The balance sheet of the private household needs to be sorted. This can either be done via the extremely painful and politically unacceptable Austrian way, or the slow death version the Jap are going through.

walla said...

SmokingGun said...


i think crowding out effect is only evident in normal times and not when confidence is shattered to its extreme... like what the recent US financial meltdown has demonstrated.. if there wasnt any help from govt, financial armaggeddon was to have ensued.

In times like this, governments NEED to take bold and active fiscal steps and not just fiddle with monetary policies like what the Japs essentially did.

The TARP and more closely the Malaysian example of Danaharta are good examples.. during those times, the least of your list of worries about is crowding out private sector investments.. cos no one in the private sector is even contemplating borrowings!

easystar said...


Thank you for your reply.

It is correct that crowding out during the TARP time was not really a concern. However, that has now past and going forward, no private sector investment = no growth.

Malaysia is different cos Malaysian government (used to anyway) get its money from Petronas et all rather than direct taxation.
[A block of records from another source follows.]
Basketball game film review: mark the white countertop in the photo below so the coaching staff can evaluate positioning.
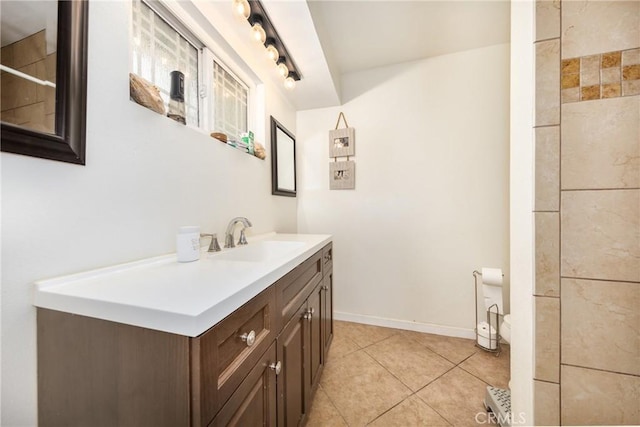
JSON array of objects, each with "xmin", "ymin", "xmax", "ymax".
[{"xmin": 34, "ymin": 233, "xmax": 331, "ymax": 337}]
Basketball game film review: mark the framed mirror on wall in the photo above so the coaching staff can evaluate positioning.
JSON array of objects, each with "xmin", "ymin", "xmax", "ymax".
[
  {"xmin": 271, "ymin": 116, "xmax": 296, "ymax": 197},
  {"xmin": 0, "ymin": 0, "xmax": 89, "ymax": 165}
]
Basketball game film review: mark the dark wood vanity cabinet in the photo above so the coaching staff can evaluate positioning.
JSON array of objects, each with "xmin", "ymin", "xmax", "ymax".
[{"xmin": 38, "ymin": 243, "xmax": 333, "ymax": 427}]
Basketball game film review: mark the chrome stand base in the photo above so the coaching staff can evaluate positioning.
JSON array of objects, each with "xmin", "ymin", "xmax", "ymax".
[{"xmin": 484, "ymin": 386, "xmax": 511, "ymax": 427}]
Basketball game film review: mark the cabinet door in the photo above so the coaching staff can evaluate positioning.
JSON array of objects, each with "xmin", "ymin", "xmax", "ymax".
[
  {"xmin": 191, "ymin": 287, "xmax": 276, "ymax": 425},
  {"xmin": 321, "ymin": 270, "xmax": 333, "ymax": 364},
  {"xmin": 305, "ymin": 283, "xmax": 324, "ymax": 394},
  {"xmin": 209, "ymin": 343, "xmax": 281, "ymax": 427},
  {"xmin": 277, "ymin": 304, "xmax": 308, "ymax": 427}
]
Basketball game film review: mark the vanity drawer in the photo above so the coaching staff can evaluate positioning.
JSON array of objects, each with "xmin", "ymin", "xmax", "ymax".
[
  {"xmin": 322, "ymin": 243, "xmax": 333, "ymax": 276},
  {"xmin": 192, "ymin": 286, "xmax": 277, "ymax": 425},
  {"xmin": 275, "ymin": 250, "xmax": 323, "ymax": 328}
]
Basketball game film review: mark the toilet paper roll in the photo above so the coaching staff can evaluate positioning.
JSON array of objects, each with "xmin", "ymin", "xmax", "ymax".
[
  {"xmin": 482, "ymin": 268, "xmax": 504, "ymax": 314},
  {"xmin": 482, "ymin": 267, "xmax": 502, "ymax": 286}
]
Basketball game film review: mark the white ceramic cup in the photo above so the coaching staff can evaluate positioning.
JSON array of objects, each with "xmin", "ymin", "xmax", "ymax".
[{"xmin": 176, "ymin": 225, "xmax": 200, "ymax": 262}]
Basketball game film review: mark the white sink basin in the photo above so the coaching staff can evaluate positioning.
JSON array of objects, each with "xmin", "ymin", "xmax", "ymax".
[{"xmin": 212, "ymin": 240, "xmax": 305, "ymax": 262}]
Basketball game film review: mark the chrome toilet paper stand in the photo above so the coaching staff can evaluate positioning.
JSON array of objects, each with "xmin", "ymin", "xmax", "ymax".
[{"xmin": 473, "ymin": 270, "xmax": 502, "ymax": 357}]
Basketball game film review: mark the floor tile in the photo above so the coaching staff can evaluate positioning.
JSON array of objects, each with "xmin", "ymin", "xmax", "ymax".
[
  {"xmin": 334, "ymin": 322, "xmax": 400, "ymax": 348},
  {"xmin": 306, "ymin": 387, "xmax": 347, "ymax": 427},
  {"xmin": 329, "ymin": 332, "xmax": 360, "ymax": 360},
  {"xmin": 402, "ymin": 331, "xmax": 479, "ymax": 364},
  {"xmin": 416, "ymin": 368, "xmax": 487, "ymax": 426},
  {"xmin": 369, "ymin": 395, "xmax": 451, "ymax": 427},
  {"xmin": 459, "ymin": 345, "xmax": 511, "ymax": 388},
  {"xmin": 365, "ymin": 334, "xmax": 455, "ymax": 391},
  {"xmin": 320, "ymin": 351, "xmax": 411, "ymax": 426}
]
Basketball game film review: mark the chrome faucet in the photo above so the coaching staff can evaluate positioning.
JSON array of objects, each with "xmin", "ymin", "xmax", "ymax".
[{"xmin": 224, "ymin": 216, "xmax": 251, "ymax": 248}]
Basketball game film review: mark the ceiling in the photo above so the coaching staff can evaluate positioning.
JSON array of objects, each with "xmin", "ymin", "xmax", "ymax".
[
  {"xmin": 263, "ymin": 0, "xmax": 510, "ymax": 109},
  {"xmin": 308, "ymin": 0, "xmax": 510, "ymax": 74}
]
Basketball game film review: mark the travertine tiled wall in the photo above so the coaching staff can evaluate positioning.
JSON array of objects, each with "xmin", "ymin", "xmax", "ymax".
[
  {"xmin": 0, "ymin": 30, "xmax": 56, "ymax": 133},
  {"xmin": 534, "ymin": 0, "xmax": 640, "ymax": 425}
]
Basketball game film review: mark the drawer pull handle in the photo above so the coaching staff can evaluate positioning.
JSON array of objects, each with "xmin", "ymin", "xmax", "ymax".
[
  {"xmin": 269, "ymin": 361, "xmax": 282, "ymax": 375},
  {"xmin": 240, "ymin": 331, "xmax": 256, "ymax": 347}
]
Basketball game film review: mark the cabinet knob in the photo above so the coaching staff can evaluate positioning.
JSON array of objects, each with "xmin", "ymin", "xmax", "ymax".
[
  {"xmin": 304, "ymin": 307, "xmax": 316, "ymax": 321},
  {"xmin": 240, "ymin": 331, "xmax": 256, "ymax": 347},
  {"xmin": 269, "ymin": 361, "xmax": 282, "ymax": 375}
]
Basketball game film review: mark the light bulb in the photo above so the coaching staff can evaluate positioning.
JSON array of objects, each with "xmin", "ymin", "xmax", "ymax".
[
  {"xmin": 251, "ymin": 22, "xmax": 267, "ymax": 44},
  {"xmin": 284, "ymin": 77, "xmax": 296, "ymax": 90},
  {"xmin": 267, "ymin": 44, "xmax": 280, "ymax": 62},
  {"xmin": 233, "ymin": 0, "xmax": 251, "ymax": 19},
  {"xmin": 278, "ymin": 61, "xmax": 289, "ymax": 77}
]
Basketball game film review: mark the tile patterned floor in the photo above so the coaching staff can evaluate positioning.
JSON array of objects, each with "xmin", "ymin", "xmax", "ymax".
[{"xmin": 307, "ymin": 321, "xmax": 509, "ymax": 427}]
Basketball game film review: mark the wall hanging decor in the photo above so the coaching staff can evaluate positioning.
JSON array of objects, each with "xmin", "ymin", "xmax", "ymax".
[
  {"xmin": 329, "ymin": 160, "xmax": 356, "ymax": 190},
  {"xmin": 329, "ymin": 112, "xmax": 356, "ymax": 190},
  {"xmin": 329, "ymin": 112, "xmax": 356, "ymax": 157}
]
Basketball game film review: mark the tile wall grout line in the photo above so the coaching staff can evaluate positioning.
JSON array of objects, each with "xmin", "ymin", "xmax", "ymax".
[
  {"xmin": 533, "ymin": 378, "xmax": 560, "ymax": 385},
  {"xmin": 560, "ymin": 275, "xmax": 640, "ymax": 285},
  {"xmin": 560, "ymin": 363, "xmax": 640, "ymax": 378},
  {"xmin": 561, "ymin": 187, "xmax": 640, "ymax": 193}
]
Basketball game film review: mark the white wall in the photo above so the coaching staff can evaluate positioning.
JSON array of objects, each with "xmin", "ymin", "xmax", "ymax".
[
  {"xmin": 0, "ymin": 1, "xmax": 297, "ymax": 426},
  {"xmin": 297, "ymin": 44, "xmax": 509, "ymax": 337},
  {"xmin": 510, "ymin": 0, "xmax": 535, "ymax": 425}
]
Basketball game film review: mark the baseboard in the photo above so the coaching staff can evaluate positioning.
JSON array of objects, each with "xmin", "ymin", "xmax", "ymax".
[{"xmin": 333, "ymin": 311, "xmax": 476, "ymax": 340}]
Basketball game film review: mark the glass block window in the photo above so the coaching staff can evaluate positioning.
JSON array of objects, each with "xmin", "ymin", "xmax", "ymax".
[
  {"xmin": 132, "ymin": 0, "xmax": 199, "ymax": 127},
  {"xmin": 213, "ymin": 61, "xmax": 249, "ymax": 140}
]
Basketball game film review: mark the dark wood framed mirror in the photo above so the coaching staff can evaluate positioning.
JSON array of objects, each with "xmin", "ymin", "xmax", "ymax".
[
  {"xmin": 271, "ymin": 116, "xmax": 296, "ymax": 197},
  {"xmin": 2, "ymin": 0, "xmax": 89, "ymax": 165}
]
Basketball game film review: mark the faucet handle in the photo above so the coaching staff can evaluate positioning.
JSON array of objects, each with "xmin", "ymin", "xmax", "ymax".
[
  {"xmin": 200, "ymin": 233, "xmax": 221, "ymax": 252},
  {"xmin": 238, "ymin": 227, "xmax": 248, "ymax": 245}
]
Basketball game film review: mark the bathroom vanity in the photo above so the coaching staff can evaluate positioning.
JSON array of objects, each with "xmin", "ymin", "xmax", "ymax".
[{"xmin": 35, "ymin": 234, "xmax": 333, "ymax": 427}]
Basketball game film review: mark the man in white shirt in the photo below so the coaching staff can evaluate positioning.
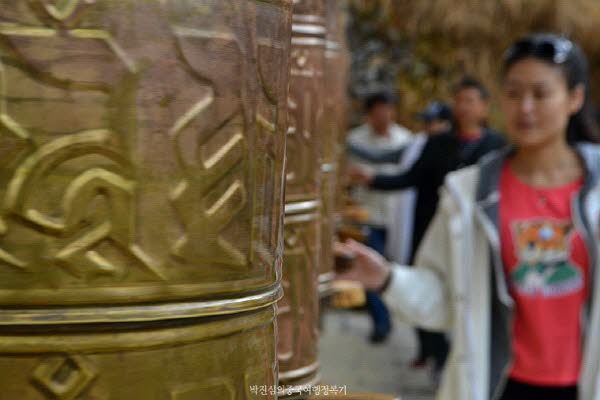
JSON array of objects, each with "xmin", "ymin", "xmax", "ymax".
[{"xmin": 346, "ymin": 92, "xmax": 412, "ymax": 343}]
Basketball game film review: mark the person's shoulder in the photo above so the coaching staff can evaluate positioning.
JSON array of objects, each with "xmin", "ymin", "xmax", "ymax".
[
  {"xmin": 427, "ymin": 130, "xmax": 457, "ymax": 148},
  {"xmin": 485, "ymin": 127, "xmax": 508, "ymax": 146},
  {"xmin": 346, "ymin": 124, "xmax": 369, "ymax": 143}
]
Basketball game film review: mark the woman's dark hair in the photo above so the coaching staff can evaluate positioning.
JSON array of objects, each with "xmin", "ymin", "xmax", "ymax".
[
  {"xmin": 452, "ymin": 75, "xmax": 490, "ymax": 100},
  {"xmin": 365, "ymin": 92, "xmax": 398, "ymax": 113},
  {"xmin": 502, "ymin": 33, "xmax": 600, "ymax": 143}
]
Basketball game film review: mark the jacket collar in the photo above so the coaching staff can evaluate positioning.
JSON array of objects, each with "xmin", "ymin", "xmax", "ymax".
[{"xmin": 476, "ymin": 143, "xmax": 600, "ymax": 208}]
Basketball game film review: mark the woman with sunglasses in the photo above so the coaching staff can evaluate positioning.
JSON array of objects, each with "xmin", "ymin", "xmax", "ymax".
[{"xmin": 339, "ymin": 34, "xmax": 600, "ymax": 400}]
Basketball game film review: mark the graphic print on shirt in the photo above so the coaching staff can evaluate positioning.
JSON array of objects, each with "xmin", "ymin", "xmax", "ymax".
[{"xmin": 510, "ymin": 219, "xmax": 583, "ymax": 297}]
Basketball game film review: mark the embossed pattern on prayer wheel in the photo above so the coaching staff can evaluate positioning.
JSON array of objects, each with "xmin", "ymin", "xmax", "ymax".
[
  {"xmin": 278, "ymin": 0, "xmax": 326, "ymax": 397},
  {"xmin": 0, "ymin": 0, "xmax": 292, "ymax": 400}
]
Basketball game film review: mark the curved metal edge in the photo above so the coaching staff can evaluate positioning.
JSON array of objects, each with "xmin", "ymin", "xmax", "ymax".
[
  {"xmin": 277, "ymin": 373, "xmax": 321, "ymax": 400},
  {"xmin": 319, "ymin": 272, "xmax": 335, "ymax": 298},
  {"xmin": 0, "ymin": 283, "xmax": 283, "ymax": 326}
]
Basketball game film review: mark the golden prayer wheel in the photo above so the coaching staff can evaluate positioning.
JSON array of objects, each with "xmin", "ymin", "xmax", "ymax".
[
  {"xmin": 0, "ymin": 0, "xmax": 292, "ymax": 400},
  {"xmin": 278, "ymin": 0, "xmax": 326, "ymax": 398},
  {"xmin": 319, "ymin": 0, "xmax": 348, "ymax": 296}
]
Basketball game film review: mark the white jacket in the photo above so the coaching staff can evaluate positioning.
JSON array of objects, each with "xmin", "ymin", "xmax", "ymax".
[
  {"xmin": 384, "ymin": 145, "xmax": 600, "ymax": 400},
  {"xmin": 346, "ymin": 124, "xmax": 412, "ymax": 227}
]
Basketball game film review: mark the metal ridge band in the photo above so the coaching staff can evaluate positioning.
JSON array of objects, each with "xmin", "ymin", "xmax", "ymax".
[
  {"xmin": 0, "ymin": 282, "xmax": 283, "ymax": 326},
  {"xmin": 285, "ymin": 200, "xmax": 321, "ymax": 215},
  {"xmin": 0, "ymin": 309, "xmax": 276, "ymax": 354}
]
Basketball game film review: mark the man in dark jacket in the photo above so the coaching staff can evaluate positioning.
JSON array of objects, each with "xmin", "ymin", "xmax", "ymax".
[{"xmin": 350, "ymin": 78, "xmax": 506, "ymax": 378}]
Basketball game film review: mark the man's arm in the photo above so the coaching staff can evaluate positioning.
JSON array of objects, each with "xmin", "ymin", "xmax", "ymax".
[{"xmin": 346, "ymin": 143, "xmax": 406, "ymax": 164}]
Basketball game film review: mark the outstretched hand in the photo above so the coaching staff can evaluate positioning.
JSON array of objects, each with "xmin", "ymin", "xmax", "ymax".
[{"xmin": 334, "ymin": 240, "xmax": 391, "ymax": 290}]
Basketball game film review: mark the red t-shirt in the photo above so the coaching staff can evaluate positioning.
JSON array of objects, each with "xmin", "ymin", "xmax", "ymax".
[{"xmin": 499, "ymin": 164, "xmax": 590, "ymax": 386}]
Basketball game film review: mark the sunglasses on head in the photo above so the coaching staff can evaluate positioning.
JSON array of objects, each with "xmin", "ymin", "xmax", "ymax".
[{"xmin": 505, "ymin": 37, "xmax": 574, "ymax": 64}]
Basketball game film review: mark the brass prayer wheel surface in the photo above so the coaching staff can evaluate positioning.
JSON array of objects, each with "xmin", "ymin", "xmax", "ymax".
[
  {"xmin": 277, "ymin": 0, "xmax": 326, "ymax": 397},
  {"xmin": 0, "ymin": 0, "xmax": 292, "ymax": 400},
  {"xmin": 319, "ymin": 0, "xmax": 348, "ymax": 296}
]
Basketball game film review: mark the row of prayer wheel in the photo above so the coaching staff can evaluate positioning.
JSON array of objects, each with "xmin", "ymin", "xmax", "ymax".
[{"xmin": 0, "ymin": 0, "xmax": 346, "ymax": 400}]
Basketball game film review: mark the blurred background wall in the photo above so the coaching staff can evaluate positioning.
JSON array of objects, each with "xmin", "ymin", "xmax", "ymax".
[{"xmin": 348, "ymin": 0, "xmax": 600, "ymax": 127}]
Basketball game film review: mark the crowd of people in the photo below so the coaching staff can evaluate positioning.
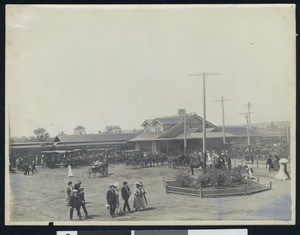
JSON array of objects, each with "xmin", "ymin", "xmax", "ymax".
[{"xmin": 66, "ymin": 180, "xmax": 148, "ymax": 220}]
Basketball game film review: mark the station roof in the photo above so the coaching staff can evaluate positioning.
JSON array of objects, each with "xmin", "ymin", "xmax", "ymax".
[{"xmin": 54, "ymin": 132, "xmax": 141, "ymax": 143}]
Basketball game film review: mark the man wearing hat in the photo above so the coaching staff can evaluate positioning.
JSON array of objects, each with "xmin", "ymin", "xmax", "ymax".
[
  {"xmin": 70, "ymin": 189, "xmax": 81, "ymax": 220},
  {"xmin": 121, "ymin": 181, "xmax": 131, "ymax": 212},
  {"xmin": 106, "ymin": 184, "xmax": 117, "ymax": 218},
  {"xmin": 74, "ymin": 180, "xmax": 81, "ymax": 190},
  {"xmin": 66, "ymin": 181, "xmax": 73, "ymax": 206},
  {"xmin": 78, "ymin": 187, "xmax": 89, "ymax": 219}
]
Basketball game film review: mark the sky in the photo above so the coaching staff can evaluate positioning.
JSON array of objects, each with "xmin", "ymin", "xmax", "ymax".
[{"xmin": 6, "ymin": 5, "xmax": 296, "ymax": 137}]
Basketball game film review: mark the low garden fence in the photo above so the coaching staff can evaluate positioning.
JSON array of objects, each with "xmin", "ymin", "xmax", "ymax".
[{"xmin": 166, "ymin": 178, "xmax": 272, "ymax": 198}]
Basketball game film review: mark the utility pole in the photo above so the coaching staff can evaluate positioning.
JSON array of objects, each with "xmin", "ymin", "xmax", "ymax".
[
  {"xmin": 244, "ymin": 102, "xmax": 253, "ymax": 129},
  {"xmin": 178, "ymin": 109, "xmax": 187, "ymax": 156},
  {"xmin": 240, "ymin": 112, "xmax": 251, "ymax": 153},
  {"xmin": 183, "ymin": 109, "xmax": 187, "ymax": 156},
  {"xmin": 188, "ymin": 72, "xmax": 219, "ymax": 171},
  {"xmin": 215, "ymin": 96, "xmax": 230, "ymax": 147}
]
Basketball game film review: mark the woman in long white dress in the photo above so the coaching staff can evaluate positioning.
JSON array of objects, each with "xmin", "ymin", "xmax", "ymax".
[
  {"xmin": 275, "ymin": 162, "xmax": 290, "ymax": 180},
  {"xmin": 133, "ymin": 182, "xmax": 148, "ymax": 210},
  {"xmin": 68, "ymin": 165, "xmax": 73, "ymax": 177}
]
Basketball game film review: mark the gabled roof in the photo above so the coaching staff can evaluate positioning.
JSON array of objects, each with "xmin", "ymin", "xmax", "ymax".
[
  {"xmin": 141, "ymin": 119, "xmax": 154, "ymax": 126},
  {"xmin": 130, "ymin": 131, "xmax": 163, "ymax": 141},
  {"xmin": 160, "ymin": 114, "xmax": 220, "ymax": 138},
  {"xmin": 54, "ymin": 132, "xmax": 140, "ymax": 143},
  {"xmin": 225, "ymin": 126, "xmax": 261, "ymax": 137},
  {"xmin": 151, "ymin": 116, "xmax": 183, "ymax": 124}
]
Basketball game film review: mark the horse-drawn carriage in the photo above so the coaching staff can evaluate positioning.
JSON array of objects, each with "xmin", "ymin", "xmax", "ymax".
[
  {"xmin": 124, "ymin": 150, "xmax": 167, "ymax": 168},
  {"xmin": 87, "ymin": 161, "xmax": 108, "ymax": 178}
]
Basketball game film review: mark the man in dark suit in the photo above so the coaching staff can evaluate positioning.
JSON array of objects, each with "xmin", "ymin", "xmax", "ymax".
[
  {"xmin": 121, "ymin": 181, "xmax": 131, "ymax": 212},
  {"xmin": 78, "ymin": 187, "xmax": 89, "ymax": 219},
  {"xmin": 70, "ymin": 189, "xmax": 81, "ymax": 220},
  {"xmin": 106, "ymin": 185, "xmax": 117, "ymax": 218}
]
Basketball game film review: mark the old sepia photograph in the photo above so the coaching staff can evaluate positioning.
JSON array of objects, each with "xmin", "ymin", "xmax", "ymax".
[{"xmin": 5, "ymin": 4, "xmax": 296, "ymax": 226}]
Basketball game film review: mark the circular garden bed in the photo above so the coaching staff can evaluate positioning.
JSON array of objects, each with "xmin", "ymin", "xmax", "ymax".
[{"xmin": 166, "ymin": 168, "xmax": 272, "ymax": 198}]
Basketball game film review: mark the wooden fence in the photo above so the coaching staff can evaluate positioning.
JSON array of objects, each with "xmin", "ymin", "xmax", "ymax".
[{"xmin": 166, "ymin": 179, "xmax": 272, "ymax": 198}]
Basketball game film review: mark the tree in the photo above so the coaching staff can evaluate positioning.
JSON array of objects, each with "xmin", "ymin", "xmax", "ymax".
[
  {"xmin": 33, "ymin": 127, "xmax": 49, "ymax": 142},
  {"xmin": 104, "ymin": 125, "xmax": 121, "ymax": 134},
  {"xmin": 74, "ymin": 125, "xmax": 86, "ymax": 135}
]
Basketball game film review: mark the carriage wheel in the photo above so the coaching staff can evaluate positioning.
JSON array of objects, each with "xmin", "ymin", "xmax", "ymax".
[{"xmin": 87, "ymin": 168, "xmax": 92, "ymax": 179}]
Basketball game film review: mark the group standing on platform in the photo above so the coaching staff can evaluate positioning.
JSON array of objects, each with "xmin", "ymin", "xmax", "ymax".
[{"xmin": 106, "ymin": 181, "xmax": 148, "ymax": 218}]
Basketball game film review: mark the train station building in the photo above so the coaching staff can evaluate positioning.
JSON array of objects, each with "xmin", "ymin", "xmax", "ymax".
[{"xmin": 129, "ymin": 113, "xmax": 261, "ymax": 153}]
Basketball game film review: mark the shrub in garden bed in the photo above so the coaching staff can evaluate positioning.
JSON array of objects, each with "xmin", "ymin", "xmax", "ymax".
[
  {"xmin": 176, "ymin": 173, "xmax": 194, "ymax": 188},
  {"xmin": 173, "ymin": 166, "xmax": 249, "ymax": 188}
]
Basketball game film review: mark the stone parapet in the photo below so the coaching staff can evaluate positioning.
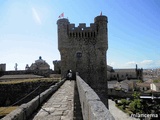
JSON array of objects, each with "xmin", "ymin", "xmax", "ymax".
[
  {"xmin": 1, "ymin": 79, "xmax": 65, "ymax": 120},
  {"xmin": 76, "ymin": 75, "xmax": 115, "ymax": 120}
]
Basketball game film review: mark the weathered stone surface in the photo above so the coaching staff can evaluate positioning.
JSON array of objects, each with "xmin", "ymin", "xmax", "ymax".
[
  {"xmin": 33, "ymin": 81, "xmax": 75, "ymax": 120},
  {"xmin": 2, "ymin": 80, "xmax": 65, "ymax": 120},
  {"xmin": 76, "ymin": 75, "xmax": 114, "ymax": 120},
  {"xmin": 57, "ymin": 16, "xmax": 108, "ymax": 106}
]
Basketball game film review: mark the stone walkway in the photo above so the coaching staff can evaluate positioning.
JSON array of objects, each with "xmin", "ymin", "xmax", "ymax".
[
  {"xmin": 33, "ymin": 80, "xmax": 75, "ymax": 120},
  {"xmin": 108, "ymin": 99, "xmax": 139, "ymax": 120}
]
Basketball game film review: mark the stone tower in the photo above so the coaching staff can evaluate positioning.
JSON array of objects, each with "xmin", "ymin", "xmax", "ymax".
[{"xmin": 57, "ymin": 16, "xmax": 108, "ymax": 106}]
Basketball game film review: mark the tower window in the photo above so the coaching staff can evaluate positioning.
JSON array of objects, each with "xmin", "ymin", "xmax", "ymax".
[{"xmin": 76, "ymin": 52, "xmax": 82, "ymax": 58}]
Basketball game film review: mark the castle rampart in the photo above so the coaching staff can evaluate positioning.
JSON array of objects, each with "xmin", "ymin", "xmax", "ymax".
[{"xmin": 57, "ymin": 16, "xmax": 108, "ymax": 107}]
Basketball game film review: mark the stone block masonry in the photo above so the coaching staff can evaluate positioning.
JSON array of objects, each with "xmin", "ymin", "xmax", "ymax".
[
  {"xmin": 1, "ymin": 80, "xmax": 65, "ymax": 120},
  {"xmin": 33, "ymin": 80, "xmax": 75, "ymax": 120},
  {"xmin": 57, "ymin": 16, "xmax": 108, "ymax": 106},
  {"xmin": 76, "ymin": 76, "xmax": 115, "ymax": 120}
]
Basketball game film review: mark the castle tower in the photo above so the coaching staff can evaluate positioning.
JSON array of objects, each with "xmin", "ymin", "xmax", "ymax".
[{"xmin": 57, "ymin": 16, "xmax": 108, "ymax": 106}]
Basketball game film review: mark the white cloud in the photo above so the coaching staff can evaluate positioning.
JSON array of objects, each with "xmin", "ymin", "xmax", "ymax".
[
  {"xmin": 32, "ymin": 7, "xmax": 42, "ymax": 24},
  {"xmin": 126, "ymin": 61, "xmax": 137, "ymax": 65},
  {"xmin": 140, "ymin": 60, "xmax": 153, "ymax": 65}
]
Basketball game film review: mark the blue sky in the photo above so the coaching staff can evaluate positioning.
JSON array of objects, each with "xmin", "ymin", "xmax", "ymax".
[{"xmin": 0, "ymin": 0, "xmax": 160, "ymax": 70}]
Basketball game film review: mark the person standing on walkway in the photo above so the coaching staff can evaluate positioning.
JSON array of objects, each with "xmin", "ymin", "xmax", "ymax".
[{"xmin": 67, "ymin": 70, "xmax": 72, "ymax": 81}]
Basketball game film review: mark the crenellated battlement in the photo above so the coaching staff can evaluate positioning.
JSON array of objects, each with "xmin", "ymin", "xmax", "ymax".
[
  {"xmin": 68, "ymin": 23, "xmax": 97, "ymax": 38},
  {"xmin": 57, "ymin": 16, "xmax": 108, "ymax": 108}
]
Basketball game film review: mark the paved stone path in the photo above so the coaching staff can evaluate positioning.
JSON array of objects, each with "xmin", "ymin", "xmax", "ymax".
[
  {"xmin": 33, "ymin": 80, "xmax": 75, "ymax": 120},
  {"xmin": 108, "ymin": 99, "xmax": 139, "ymax": 120}
]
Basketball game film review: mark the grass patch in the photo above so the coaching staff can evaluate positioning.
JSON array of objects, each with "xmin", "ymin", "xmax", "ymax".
[
  {"xmin": 0, "ymin": 106, "xmax": 18, "ymax": 117},
  {"xmin": 0, "ymin": 78, "xmax": 61, "ymax": 84}
]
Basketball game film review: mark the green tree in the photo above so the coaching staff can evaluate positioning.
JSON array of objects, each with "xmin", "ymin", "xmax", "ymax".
[{"xmin": 129, "ymin": 92, "xmax": 144, "ymax": 113}]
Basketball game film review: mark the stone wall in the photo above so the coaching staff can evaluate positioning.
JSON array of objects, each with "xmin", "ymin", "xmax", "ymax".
[
  {"xmin": 0, "ymin": 64, "xmax": 6, "ymax": 71},
  {"xmin": 76, "ymin": 75, "xmax": 114, "ymax": 120},
  {"xmin": 2, "ymin": 80, "xmax": 65, "ymax": 120},
  {"xmin": 0, "ymin": 81, "xmax": 57, "ymax": 107},
  {"xmin": 57, "ymin": 16, "xmax": 108, "ymax": 106}
]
In the West, any deficit spending means delayed taxation and some people will adjust accordingly for the 'bad time' and business will plan accordingly against anticipated future taxation.

yauwenchin said...

wonderful analysis. it would be great if we have Richard Koo does a piece on Malaysia economics, perhaps Sali can consider the vacancy and write about the Holy Grail of Malaysia NEM, Not Enough Money scheme.

SmokingGun said...

Thanks Dali

Jeremiah said...

My feedback to Mr Koo's well written albeit repetitive book:

There is a huge difference between the corporate balance sheet recession of Japan and the recent consumer balance sheet recession of the US.

When the government steps in to spend money on infrastructure, it will encourage businesses to repair their balance sheets and eventually expand their investments and borrow more from the banks. But in the US case, consumers will not be induced to borrow more even if the government raises spending. There are simply no new jobs created by the private sector.

The only solution is for the US economy to restructure itself to become more investment-driven rather than consumer-driven. A technological breakthrough is the catalyst for the former.